本技術による赤外線半導体レーザ素子は次のような特徴を持つ。

(1) クラッド層として硫化鉛ストロンチウムなどを用い活性層を量子井戸構造とすることにより、マイナス70度以上でパルス発振するため電子素子による冷却が可能となり小型、低しきい値電流の赤外線(3〜5μm)レーザ素子が実現できる。
(2)
蒸着膜昇華法を用いた新規なホットウォールエピタキシーにより硫化鉛ストロンチウムなどストロンチウムを含む化合物の結晶成長が可能となる。
(3) 従来のものに比べ高出力な半導体レーザ素子を製造できる。

従って、

(1) 環境物質計測用レーザ
(2) 医療・診断用レーザ
(3) 通信・計測用レーザ
としての利用が期待される。

   
(注1) 量子井戸構造とは、薄い半導体膜を複数層積層し、電子や正孔の厚さ方向の運動を制限するようにした構造を言う。
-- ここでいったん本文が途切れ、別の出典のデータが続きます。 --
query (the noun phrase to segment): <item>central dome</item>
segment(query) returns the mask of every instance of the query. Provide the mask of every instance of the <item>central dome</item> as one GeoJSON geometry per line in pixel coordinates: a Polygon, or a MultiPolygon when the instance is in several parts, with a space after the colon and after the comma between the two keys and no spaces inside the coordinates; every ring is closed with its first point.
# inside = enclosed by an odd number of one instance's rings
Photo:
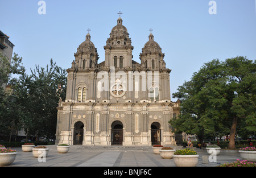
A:
{"type": "Polygon", "coordinates": [[[115,31],[124,31],[127,32],[127,28],[126,27],[123,26],[122,23],[123,20],[122,20],[122,18],[119,17],[117,19],[117,24],[112,28],[111,32],[113,32],[115,31]]]}

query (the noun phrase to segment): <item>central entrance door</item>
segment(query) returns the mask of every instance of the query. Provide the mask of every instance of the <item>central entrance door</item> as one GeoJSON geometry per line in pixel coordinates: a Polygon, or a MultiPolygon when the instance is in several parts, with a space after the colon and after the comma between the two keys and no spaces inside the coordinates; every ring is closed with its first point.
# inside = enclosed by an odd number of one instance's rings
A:
{"type": "Polygon", "coordinates": [[[151,125],[152,145],[161,144],[161,130],[158,122],[153,122],[151,125]]]}
{"type": "Polygon", "coordinates": [[[123,125],[120,121],[115,121],[112,125],[111,143],[112,145],[123,144],[123,125]]]}
{"type": "Polygon", "coordinates": [[[82,144],[84,138],[84,124],[82,122],[77,122],[75,125],[74,144],[82,144]]]}

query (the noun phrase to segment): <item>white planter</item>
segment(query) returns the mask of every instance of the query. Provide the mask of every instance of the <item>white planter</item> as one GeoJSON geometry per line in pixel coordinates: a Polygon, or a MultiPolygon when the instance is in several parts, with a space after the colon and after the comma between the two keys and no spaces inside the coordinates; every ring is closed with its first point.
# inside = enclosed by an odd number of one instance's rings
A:
{"type": "Polygon", "coordinates": [[[13,163],[16,154],[16,152],[0,153],[0,166],[7,165],[13,163]]]}
{"type": "Polygon", "coordinates": [[[198,163],[199,155],[172,155],[174,163],[177,167],[195,167],[198,163]]]}
{"type": "Polygon", "coordinates": [[[32,148],[32,153],[34,157],[38,158],[39,156],[46,158],[49,154],[49,148],[32,148]]]}
{"type": "Polygon", "coordinates": [[[22,145],[22,151],[24,152],[31,152],[32,149],[35,147],[35,145],[22,145]]]}
{"type": "Polygon", "coordinates": [[[220,154],[221,148],[206,148],[207,152],[210,155],[218,155],[220,154]]]}
{"type": "Polygon", "coordinates": [[[153,152],[155,154],[160,154],[159,150],[163,147],[153,147],[153,152]]]}
{"type": "Polygon", "coordinates": [[[242,159],[249,162],[256,162],[256,151],[242,151],[240,150],[240,156],[242,159]]]}
{"type": "Polygon", "coordinates": [[[60,154],[65,154],[69,150],[69,146],[57,146],[57,150],[60,154]]]}
{"type": "Polygon", "coordinates": [[[175,152],[175,150],[160,150],[160,156],[163,159],[172,158],[172,155],[175,152]]]}

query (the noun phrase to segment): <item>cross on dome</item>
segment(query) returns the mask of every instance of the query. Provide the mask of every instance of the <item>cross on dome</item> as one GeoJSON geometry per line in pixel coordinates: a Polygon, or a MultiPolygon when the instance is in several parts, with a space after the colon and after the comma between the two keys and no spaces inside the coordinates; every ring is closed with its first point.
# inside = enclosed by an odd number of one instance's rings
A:
{"type": "Polygon", "coordinates": [[[117,14],[119,15],[119,17],[121,17],[121,14],[123,14],[123,13],[122,13],[121,11],[119,11],[119,13],[117,13],[117,14]]]}

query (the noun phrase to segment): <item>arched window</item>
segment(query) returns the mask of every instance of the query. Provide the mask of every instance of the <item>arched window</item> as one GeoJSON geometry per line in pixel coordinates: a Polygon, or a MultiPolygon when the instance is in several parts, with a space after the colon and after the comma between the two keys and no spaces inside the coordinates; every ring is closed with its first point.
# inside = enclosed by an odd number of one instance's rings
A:
{"type": "Polygon", "coordinates": [[[155,60],[154,59],[152,60],[152,68],[153,69],[155,68],[155,60]]]}
{"type": "Polygon", "coordinates": [[[150,100],[151,102],[159,101],[159,89],[158,86],[151,87],[150,92],[150,100]]]}
{"type": "Polygon", "coordinates": [[[117,67],[117,56],[115,56],[114,57],[114,67],[115,68],[117,67]]]}
{"type": "Polygon", "coordinates": [[[77,89],[77,101],[79,102],[85,101],[86,98],[86,88],[79,87],[77,89]]]}
{"type": "Polygon", "coordinates": [[[123,68],[123,56],[121,56],[119,61],[119,65],[120,67],[120,69],[122,69],[123,68]]]}
{"type": "Polygon", "coordinates": [[[79,88],[77,89],[77,101],[81,101],[81,96],[82,94],[82,90],[81,88],[79,88]]]}
{"type": "Polygon", "coordinates": [[[85,68],[85,62],[86,62],[85,59],[84,59],[84,60],[82,61],[82,69],[84,69],[85,68]]]}
{"type": "Polygon", "coordinates": [[[92,61],[90,60],[90,66],[89,67],[90,68],[92,68],[92,61]]]}
{"type": "Polygon", "coordinates": [[[86,98],[86,89],[85,88],[84,88],[82,89],[82,101],[85,101],[86,98]]]}

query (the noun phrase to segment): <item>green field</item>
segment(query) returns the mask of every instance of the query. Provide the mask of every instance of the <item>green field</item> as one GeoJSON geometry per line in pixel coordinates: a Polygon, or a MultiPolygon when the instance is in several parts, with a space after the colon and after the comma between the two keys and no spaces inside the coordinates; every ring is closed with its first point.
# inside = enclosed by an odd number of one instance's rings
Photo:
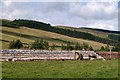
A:
{"type": "Polygon", "coordinates": [[[3,62],[3,78],[118,78],[118,60],[3,62]]]}
{"type": "Polygon", "coordinates": [[[38,30],[38,29],[32,29],[27,27],[21,27],[21,28],[9,28],[9,27],[3,27],[0,26],[0,39],[5,40],[8,42],[1,41],[2,46],[0,48],[2,49],[8,49],[9,42],[12,40],[18,40],[20,39],[23,43],[31,44],[36,39],[44,39],[49,42],[50,45],[53,43],[61,46],[61,44],[67,44],[67,41],[70,41],[72,43],[79,43],[83,44],[83,42],[88,43],[89,45],[93,46],[94,49],[100,49],[101,46],[106,46],[106,44],[91,41],[91,40],[85,40],[82,38],[73,38],[53,32],[48,32],[44,30],[38,30]]]}

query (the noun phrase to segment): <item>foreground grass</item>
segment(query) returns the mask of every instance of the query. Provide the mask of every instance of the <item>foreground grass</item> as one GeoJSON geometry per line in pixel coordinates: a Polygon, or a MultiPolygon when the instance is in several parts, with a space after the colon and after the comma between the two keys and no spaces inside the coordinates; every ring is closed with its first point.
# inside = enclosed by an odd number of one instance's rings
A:
{"type": "Polygon", "coordinates": [[[117,78],[118,60],[3,62],[3,78],[117,78]]]}

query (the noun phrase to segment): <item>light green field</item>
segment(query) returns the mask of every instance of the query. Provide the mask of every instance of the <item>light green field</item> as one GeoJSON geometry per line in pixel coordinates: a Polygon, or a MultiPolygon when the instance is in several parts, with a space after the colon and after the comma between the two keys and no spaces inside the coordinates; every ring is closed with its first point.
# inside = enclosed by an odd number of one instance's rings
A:
{"type": "MultiPolygon", "coordinates": [[[[2,27],[1,30],[12,33],[12,34],[8,34],[8,33],[0,34],[2,35],[2,40],[7,40],[7,41],[20,39],[23,43],[32,43],[36,39],[44,39],[48,41],[50,45],[55,43],[56,45],[60,46],[61,44],[66,44],[65,41],[70,41],[73,43],[78,42],[80,44],[83,44],[83,42],[85,42],[93,46],[95,49],[99,49],[101,46],[105,46],[105,44],[95,42],[95,41],[90,41],[90,40],[85,40],[85,39],[80,39],[80,38],[73,38],[73,37],[69,37],[69,36],[65,36],[65,35],[61,35],[61,34],[57,34],[53,32],[32,29],[32,28],[27,28],[27,27],[22,27],[20,29],[2,27]],[[16,34],[19,34],[19,36],[16,34]]],[[[3,45],[4,43],[5,45],[8,44],[6,42],[3,42],[3,45]]],[[[6,47],[3,46],[3,49],[6,49],[6,47]]]]}
{"type": "Polygon", "coordinates": [[[3,62],[3,78],[118,78],[118,60],[3,62]]]}

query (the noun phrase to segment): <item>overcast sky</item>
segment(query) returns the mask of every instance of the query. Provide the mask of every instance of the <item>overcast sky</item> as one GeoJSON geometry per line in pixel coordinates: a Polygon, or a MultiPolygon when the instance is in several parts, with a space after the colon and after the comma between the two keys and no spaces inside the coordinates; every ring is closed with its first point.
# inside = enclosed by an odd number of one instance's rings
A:
{"type": "Polygon", "coordinates": [[[0,18],[31,19],[51,25],[118,30],[117,1],[73,1],[1,0],[0,18]]]}

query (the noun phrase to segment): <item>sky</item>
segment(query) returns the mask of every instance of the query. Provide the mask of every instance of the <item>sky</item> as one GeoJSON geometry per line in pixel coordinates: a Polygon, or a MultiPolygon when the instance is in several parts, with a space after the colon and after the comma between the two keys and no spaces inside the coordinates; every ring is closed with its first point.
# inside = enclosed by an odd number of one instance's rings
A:
{"type": "Polygon", "coordinates": [[[0,0],[0,18],[118,31],[118,0],[0,0]]]}

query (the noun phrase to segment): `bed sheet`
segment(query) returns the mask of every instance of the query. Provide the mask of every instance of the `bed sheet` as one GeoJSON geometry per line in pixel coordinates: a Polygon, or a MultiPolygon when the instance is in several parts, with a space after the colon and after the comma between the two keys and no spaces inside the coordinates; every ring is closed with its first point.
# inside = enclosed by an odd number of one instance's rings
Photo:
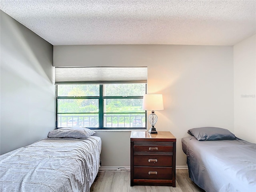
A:
{"type": "Polygon", "coordinates": [[[100,138],[46,138],[0,156],[1,192],[88,192],[98,170],[100,138]]]}
{"type": "Polygon", "coordinates": [[[206,192],[256,191],[256,144],[182,139],[191,180],[206,192]]]}

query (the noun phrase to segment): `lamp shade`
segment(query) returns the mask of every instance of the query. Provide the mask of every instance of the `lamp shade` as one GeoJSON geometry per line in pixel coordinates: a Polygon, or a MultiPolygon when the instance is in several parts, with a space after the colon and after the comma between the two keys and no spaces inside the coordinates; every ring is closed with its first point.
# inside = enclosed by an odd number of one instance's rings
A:
{"type": "Polygon", "coordinates": [[[150,111],[164,110],[162,94],[145,94],[143,96],[142,109],[150,111]]]}

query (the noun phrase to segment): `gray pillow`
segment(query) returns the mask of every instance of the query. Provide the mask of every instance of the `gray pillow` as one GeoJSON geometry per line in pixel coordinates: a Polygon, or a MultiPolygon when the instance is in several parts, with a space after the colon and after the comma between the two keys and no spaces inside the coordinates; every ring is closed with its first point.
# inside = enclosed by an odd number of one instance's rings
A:
{"type": "Polygon", "coordinates": [[[48,137],[63,138],[69,137],[78,139],[79,138],[88,138],[95,132],[87,128],[60,128],[55,129],[49,132],[48,137]]]}
{"type": "Polygon", "coordinates": [[[188,131],[198,141],[215,140],[233,140],[236,139],[235,135],[227,129],[218,127],[206,127],[194,128],[188,131]]]}

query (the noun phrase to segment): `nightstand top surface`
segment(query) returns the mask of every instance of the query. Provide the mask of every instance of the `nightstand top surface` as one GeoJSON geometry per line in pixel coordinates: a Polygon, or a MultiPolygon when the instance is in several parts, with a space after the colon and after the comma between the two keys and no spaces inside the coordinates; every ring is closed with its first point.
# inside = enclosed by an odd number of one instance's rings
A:
{"type": "Polygon", "coordinates": [[[158,131],[157,134],[150,134],[147,131],[133,131],[131,133],[131,138],[143,139],[172,139],[176,138],[169,131],[158,131]]]}

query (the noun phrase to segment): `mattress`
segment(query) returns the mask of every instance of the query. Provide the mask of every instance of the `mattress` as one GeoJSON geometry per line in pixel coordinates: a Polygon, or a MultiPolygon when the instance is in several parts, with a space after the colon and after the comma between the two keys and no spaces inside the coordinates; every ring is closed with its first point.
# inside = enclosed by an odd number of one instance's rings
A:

量子井戸構造の中の電子や正孔は、厚さ方向の運動が制限されるため、各々のエネルギーがそろいやすくなる。この性質を半導体レーザに利用すると、少ない電流値でレーザ発振が起きる。

(注2) 原料物質を急速に加熱し、蒸発させてるつぼ内壁にこの原料を一旦蒸着させた後、るつぼ内壁に付着した原料を再び蒸発させることで安定した原料蒸気の供給を可能にするもの。